Nous avons décidé de vous faire profiter de ce contenu riche et précieux – très populaire aux Etats-Unis – et de sélectionner pour vous les meilleurs extraits de ces podcasts avec les invités les plus intéressants.
Cette fois-ci, James reçoit un invité de marque en la personne de Tony Robbins, qui est probablement le coach en leadership le plus célèbre du monde, également auteur de best-sellers, et auquel les personnalités les plus influentes du monde font régulièrement appel.
Tony Robbins est également un investisseur avisé, qui a beaucoup écrit sur la Bourse et qui aime partager son expérience en la matière. Dans cet entretien exclusif, James l’interroge sur sa stratégie d’investissement et sur celle de ses mentors, et nous donne ainsi à réfléchir sur ce mystérieux bon moment pour se positionner.
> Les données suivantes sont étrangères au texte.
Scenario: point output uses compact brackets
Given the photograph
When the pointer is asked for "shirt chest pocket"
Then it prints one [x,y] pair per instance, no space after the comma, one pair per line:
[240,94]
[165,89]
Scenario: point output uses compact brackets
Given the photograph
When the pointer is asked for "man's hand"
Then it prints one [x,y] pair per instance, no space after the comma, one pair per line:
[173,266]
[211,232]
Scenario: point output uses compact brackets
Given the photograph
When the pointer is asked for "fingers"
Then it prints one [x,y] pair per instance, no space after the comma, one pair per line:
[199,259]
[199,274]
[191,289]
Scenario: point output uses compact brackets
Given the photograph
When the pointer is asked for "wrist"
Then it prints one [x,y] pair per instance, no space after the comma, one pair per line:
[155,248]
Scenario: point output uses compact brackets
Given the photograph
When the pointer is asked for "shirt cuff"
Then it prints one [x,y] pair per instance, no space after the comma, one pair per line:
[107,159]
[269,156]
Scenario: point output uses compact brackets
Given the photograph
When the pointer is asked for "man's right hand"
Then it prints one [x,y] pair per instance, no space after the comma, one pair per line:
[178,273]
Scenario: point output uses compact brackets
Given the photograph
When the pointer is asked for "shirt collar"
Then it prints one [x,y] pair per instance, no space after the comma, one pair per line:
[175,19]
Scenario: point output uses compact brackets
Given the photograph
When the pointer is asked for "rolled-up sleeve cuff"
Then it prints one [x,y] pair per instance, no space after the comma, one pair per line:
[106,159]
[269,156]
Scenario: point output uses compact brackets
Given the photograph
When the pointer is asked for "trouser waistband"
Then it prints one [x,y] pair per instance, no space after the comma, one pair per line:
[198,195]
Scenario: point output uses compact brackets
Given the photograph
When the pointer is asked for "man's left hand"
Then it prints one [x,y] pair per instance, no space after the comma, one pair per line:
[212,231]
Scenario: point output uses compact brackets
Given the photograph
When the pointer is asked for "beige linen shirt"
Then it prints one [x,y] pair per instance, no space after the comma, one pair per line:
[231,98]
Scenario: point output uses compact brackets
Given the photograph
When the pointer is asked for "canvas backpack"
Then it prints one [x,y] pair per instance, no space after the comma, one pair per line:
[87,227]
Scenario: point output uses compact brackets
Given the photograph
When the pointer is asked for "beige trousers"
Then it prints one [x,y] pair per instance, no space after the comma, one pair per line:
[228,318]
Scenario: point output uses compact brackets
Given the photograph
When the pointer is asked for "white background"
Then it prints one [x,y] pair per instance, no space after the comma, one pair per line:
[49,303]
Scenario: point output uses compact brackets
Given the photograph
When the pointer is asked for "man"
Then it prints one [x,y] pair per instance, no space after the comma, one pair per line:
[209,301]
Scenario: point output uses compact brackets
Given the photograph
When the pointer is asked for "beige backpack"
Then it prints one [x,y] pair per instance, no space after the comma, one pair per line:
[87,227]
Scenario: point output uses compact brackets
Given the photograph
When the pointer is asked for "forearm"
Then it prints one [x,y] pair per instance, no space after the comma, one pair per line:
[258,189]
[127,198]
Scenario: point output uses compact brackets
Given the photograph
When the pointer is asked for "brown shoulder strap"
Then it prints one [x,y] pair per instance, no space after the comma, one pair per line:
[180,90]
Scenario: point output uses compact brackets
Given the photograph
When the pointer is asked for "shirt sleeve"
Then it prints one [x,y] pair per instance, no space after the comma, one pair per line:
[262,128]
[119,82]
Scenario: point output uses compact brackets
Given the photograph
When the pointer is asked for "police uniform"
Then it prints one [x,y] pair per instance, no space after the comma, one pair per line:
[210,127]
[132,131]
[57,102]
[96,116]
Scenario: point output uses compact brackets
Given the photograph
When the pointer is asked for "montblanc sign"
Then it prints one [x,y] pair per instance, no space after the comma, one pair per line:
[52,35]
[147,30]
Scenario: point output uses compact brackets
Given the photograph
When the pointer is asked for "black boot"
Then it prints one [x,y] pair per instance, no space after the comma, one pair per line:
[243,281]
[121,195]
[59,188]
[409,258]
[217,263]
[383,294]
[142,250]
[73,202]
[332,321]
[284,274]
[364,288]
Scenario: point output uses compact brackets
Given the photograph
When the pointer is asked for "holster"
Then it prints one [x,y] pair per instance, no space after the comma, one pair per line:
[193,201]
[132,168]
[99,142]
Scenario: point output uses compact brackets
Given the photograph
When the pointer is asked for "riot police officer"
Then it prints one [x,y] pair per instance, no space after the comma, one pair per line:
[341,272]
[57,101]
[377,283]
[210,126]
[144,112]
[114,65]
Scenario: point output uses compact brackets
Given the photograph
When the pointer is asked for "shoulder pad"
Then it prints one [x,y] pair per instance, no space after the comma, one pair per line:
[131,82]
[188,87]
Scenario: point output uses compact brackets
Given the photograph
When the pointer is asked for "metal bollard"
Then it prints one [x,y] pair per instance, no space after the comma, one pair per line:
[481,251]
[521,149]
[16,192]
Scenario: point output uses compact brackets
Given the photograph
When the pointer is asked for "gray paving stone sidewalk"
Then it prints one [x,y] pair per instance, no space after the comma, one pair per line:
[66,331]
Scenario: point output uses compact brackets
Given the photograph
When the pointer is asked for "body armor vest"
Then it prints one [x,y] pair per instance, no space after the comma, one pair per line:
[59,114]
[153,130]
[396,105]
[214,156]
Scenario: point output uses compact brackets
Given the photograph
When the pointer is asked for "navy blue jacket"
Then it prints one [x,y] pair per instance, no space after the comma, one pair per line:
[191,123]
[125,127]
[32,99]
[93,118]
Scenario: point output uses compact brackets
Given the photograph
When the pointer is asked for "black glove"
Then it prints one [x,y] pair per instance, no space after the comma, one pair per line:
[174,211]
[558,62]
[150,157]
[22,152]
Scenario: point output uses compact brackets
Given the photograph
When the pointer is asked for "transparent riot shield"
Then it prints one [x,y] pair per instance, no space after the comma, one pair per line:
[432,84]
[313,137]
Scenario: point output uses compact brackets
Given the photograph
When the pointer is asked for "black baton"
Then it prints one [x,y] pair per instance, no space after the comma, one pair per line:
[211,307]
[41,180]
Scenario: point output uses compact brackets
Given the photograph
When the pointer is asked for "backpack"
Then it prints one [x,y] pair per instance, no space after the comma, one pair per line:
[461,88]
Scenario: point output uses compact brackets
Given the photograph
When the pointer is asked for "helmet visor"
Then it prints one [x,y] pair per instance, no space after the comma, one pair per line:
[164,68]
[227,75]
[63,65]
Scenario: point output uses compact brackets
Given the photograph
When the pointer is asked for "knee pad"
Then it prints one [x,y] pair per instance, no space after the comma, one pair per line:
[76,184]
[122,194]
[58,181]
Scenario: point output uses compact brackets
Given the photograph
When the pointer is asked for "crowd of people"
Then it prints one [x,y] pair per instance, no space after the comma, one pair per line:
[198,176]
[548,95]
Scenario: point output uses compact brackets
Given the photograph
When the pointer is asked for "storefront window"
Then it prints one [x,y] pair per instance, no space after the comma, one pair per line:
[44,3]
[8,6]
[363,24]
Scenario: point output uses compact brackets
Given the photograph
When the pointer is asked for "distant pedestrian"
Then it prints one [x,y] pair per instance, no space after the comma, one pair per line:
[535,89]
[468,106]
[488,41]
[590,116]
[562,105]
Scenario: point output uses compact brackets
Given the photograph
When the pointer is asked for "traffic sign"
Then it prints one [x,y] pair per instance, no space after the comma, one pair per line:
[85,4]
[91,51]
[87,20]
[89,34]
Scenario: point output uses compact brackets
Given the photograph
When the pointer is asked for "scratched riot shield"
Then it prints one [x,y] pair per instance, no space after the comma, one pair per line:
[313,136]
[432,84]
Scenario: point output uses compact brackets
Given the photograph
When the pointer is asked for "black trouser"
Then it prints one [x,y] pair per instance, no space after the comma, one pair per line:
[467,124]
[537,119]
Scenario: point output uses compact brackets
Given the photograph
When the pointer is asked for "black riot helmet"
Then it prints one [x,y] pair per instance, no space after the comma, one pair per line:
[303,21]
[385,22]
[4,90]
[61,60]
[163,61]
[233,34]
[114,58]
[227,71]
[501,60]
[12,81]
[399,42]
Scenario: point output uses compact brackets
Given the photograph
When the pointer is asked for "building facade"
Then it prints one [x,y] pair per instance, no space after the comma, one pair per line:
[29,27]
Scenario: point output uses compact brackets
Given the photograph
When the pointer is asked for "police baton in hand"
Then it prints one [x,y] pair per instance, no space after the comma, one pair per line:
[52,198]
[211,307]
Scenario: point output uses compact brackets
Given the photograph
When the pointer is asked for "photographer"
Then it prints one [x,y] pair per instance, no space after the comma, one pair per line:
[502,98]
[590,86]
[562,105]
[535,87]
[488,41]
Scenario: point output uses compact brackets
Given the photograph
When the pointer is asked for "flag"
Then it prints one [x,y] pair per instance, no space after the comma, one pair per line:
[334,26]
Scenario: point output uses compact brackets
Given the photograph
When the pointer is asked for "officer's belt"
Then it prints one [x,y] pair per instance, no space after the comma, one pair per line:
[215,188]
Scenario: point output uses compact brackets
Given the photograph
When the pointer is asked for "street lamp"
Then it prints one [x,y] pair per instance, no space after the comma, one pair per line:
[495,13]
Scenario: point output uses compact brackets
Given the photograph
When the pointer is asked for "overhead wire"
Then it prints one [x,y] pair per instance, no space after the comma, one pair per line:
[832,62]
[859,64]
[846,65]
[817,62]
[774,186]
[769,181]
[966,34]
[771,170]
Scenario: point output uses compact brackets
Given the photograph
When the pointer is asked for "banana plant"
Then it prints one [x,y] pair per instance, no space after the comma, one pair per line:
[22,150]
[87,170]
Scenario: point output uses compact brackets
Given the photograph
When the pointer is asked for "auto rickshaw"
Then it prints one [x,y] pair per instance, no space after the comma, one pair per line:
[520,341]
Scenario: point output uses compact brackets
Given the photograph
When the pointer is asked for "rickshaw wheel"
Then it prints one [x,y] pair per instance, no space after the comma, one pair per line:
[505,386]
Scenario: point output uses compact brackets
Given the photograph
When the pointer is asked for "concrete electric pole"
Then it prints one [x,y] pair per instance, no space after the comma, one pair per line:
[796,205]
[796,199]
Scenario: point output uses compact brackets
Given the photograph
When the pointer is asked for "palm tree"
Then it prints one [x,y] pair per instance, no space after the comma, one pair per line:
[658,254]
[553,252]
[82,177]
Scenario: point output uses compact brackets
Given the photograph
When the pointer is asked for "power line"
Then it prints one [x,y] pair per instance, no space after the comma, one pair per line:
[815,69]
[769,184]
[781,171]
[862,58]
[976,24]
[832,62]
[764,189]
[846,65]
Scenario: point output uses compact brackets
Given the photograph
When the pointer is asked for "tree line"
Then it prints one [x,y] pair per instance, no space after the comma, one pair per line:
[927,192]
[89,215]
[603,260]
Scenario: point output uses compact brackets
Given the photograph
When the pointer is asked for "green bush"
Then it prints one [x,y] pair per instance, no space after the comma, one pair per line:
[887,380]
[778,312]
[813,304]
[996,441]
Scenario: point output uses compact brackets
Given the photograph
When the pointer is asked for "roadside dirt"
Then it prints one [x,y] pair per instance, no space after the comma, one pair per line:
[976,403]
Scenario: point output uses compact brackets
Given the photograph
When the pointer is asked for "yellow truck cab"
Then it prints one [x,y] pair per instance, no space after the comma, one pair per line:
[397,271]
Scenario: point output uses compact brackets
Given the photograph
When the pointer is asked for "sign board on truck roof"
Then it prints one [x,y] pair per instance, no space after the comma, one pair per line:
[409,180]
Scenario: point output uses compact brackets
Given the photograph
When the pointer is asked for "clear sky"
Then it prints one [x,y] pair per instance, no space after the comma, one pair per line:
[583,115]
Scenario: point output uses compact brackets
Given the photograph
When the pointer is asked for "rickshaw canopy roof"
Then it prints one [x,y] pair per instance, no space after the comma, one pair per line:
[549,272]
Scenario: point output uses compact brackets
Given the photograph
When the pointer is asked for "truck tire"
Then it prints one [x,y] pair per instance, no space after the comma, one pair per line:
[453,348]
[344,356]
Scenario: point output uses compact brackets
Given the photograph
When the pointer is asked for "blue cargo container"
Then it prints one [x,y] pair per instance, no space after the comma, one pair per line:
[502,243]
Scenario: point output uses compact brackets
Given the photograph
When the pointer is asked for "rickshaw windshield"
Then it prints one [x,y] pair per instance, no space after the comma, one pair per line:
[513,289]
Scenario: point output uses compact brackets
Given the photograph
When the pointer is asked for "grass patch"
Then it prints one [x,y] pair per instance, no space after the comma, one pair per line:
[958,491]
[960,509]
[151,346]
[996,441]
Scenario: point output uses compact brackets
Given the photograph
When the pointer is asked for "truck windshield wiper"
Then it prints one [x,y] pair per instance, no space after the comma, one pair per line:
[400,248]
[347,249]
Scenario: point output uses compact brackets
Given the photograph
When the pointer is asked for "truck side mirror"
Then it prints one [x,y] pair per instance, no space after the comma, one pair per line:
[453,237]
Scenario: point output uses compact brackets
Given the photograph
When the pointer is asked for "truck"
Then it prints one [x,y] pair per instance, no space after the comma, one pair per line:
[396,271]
James Altucher : Je suis content que vous preniez un peu de temps, dans votre journée chargée, pour venir me voir. Votre dernier livre, Unshakeable, [pas encore disponible en français, ndlr.] était en quelque sorte la suite de votre best-seller L’Argent : l’art de le maîtriser. C’est le fruit d’entretiens réalisés avec les meilleurs investisseurs de tous les temps : Warren Buffett, David Swensen, Ray Dalio entre autres dont vous avez identifié et retranscrit les meilleures pratiques, ce que vous appelez les « schémas du succès ». Je me reconnais d’emblée dans cette démarche : c’est un peu ce que je fais dans le cadre de mon podcast !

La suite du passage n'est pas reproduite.